Ce ravageur est originaire des Amériques mais s’est depuis propagé rapidement à travers l’Afrique, l’Australie, l’Inde et l’Asie du Sud-Est.A en croire Kelly Matzen, une première phase de ces trois ans de recherche a permis le développement précoce de la chenille légionnaire d’automne génétiquement modifiée et le test de la compétitivité de ses cohortes contre les mâles de type sauvage.

« Nous poursuivons le travail et la phase de recherche actuelle se concentre sur la réalisation d’essais de développement de produits et d’activités de gestion responsable des produits, la réalisation d’essais sur le terrain au Brésil et le pilotage de la mise à l’échelle de la technologie », explique-t-elle.

« Pour l’instant, notre objectif avec la légionnaire d’automne est d’évaluer les performances de la chenille légionnaire d’automne génétiquement modifiée au Brésil. Lorsque nous aurons terminé le développement du produit, nous explorerons comment nous pouvons le mettre à la disposition des agriculteurs d’autres régions », indique Kelly Matzen dans un entretien avec SciDev.Net.

Problèmes réglementaires

L’étude affirme que l’amélioration du contrôle de la chenille légionnaire d’automne pourrait augmenter les récoltes des agriculteurs locaux et protéger leurs moyens de subsistance.

Cela aurait aussi le potentiel d’améliorer la sécurité alimentaire grâce à la disponibilité des grains de maïs pour les pays du monde entier.

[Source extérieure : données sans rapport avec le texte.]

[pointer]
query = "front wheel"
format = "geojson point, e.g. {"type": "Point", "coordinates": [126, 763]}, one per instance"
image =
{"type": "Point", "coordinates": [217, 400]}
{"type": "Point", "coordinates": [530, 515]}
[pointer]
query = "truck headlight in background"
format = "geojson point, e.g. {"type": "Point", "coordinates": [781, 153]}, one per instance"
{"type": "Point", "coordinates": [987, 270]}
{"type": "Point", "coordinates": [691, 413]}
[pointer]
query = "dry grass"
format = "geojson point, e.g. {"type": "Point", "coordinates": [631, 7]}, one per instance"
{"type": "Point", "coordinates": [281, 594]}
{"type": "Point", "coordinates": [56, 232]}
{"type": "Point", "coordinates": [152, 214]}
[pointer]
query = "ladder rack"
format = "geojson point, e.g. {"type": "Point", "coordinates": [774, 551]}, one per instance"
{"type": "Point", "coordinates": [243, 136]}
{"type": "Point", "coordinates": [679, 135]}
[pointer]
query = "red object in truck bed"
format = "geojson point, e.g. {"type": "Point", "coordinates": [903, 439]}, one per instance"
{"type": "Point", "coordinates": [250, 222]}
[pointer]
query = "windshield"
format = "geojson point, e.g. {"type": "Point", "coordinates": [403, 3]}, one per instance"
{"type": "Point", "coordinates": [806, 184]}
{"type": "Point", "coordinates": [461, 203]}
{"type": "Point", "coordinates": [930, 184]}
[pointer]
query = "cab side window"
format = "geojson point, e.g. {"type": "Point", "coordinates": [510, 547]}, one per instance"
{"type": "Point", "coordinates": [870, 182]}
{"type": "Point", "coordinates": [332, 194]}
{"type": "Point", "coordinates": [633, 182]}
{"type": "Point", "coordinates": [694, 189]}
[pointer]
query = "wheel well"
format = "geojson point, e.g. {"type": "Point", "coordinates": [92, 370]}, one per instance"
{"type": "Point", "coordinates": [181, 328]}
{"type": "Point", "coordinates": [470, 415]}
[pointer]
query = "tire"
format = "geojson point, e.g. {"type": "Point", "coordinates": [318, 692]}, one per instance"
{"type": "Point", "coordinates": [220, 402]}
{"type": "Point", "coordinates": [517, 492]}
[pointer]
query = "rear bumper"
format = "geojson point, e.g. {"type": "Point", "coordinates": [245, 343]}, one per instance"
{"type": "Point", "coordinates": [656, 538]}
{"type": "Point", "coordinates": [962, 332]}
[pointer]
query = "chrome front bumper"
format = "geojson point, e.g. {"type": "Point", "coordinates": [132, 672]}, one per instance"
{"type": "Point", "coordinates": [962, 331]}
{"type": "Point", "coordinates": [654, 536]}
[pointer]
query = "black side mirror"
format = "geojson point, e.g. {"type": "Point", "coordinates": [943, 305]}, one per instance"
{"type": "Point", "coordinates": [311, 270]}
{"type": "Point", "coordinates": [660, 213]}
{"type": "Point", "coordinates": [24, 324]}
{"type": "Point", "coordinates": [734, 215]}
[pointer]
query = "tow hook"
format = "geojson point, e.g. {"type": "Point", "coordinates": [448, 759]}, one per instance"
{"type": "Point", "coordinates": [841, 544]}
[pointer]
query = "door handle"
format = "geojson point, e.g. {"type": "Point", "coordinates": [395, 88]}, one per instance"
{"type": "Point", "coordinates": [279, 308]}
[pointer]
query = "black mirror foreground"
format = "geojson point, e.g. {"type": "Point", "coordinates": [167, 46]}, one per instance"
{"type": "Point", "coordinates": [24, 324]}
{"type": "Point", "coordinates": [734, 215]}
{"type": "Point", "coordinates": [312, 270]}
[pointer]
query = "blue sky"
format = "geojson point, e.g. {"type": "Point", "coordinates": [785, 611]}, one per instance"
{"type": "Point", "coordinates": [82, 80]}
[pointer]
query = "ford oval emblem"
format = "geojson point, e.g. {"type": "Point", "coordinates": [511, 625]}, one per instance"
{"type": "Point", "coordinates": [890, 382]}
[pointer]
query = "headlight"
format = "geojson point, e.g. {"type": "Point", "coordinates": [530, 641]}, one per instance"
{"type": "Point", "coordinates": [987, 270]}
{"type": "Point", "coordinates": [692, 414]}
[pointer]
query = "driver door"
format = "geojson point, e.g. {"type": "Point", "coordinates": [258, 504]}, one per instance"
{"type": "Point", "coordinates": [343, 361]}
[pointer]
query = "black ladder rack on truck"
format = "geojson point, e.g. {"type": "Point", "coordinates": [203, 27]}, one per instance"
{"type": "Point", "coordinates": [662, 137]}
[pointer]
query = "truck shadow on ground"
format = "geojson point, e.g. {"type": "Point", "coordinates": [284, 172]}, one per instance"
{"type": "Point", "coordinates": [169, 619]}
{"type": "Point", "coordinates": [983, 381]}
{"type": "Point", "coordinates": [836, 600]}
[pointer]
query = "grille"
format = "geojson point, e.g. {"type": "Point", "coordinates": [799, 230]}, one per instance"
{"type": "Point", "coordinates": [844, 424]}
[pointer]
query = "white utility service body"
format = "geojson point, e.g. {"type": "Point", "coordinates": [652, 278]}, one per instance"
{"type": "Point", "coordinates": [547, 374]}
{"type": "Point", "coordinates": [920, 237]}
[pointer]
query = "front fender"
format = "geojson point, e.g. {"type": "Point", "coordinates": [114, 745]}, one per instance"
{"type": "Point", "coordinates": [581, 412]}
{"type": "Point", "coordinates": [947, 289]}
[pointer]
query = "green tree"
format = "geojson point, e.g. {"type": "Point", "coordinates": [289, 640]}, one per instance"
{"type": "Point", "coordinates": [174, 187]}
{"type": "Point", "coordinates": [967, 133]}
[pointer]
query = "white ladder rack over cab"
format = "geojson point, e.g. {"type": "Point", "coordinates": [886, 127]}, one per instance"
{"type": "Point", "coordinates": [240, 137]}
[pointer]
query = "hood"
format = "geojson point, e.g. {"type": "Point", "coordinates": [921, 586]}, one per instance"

Mais Ivan Rwomushana, scientifique senior et spécialiste de la gestion des espèces invasives au centre régional pour l’Afrique de CABI, l’organisation mère de SciDev.Net, affirme qu’il sera difficile de déployer la technologie d’Oxitec en Afrique subsaharienne sans le soutien des gouvernements.

“La technologie est sophistiquée pour un agriculteur à comprendre, et on ne peut pas non plus empêcher les parasites de voler vers les champs des voisins », analyse le chercheur.Il y a aussi des problèmes réglementaires, ajoute-t-il, qui doivent être résolus pour se conformer aux lois sur la biosécurité de chaque pays dans lequel la technologie pourrait être déployée.

Ivan Rwomushana explique à SciDev.Net que « cela pourrait même être plus difficile pour une légionnaire d’automne qui est connue pour sa capacité à voler. Si un pays comme le Kenya approuvait la technologie et que les insectes étaient déployés dans l’ouest du Kenya, qu’est-ce qui les empêcherait de se déplacer vers l’Ouganda, où les lois sur la biosécurité pourraient être plus strictes ?

« Je pense qu’il y a encore beaucoup de recherches nécessaires et que cette technologie est encore loin d’être utilisée sur le terrain », conclut-il.

La version originale de cet article a été produite par l’édition de langue anglaise de SciDev.Net pour l’Afrique subsaharienne.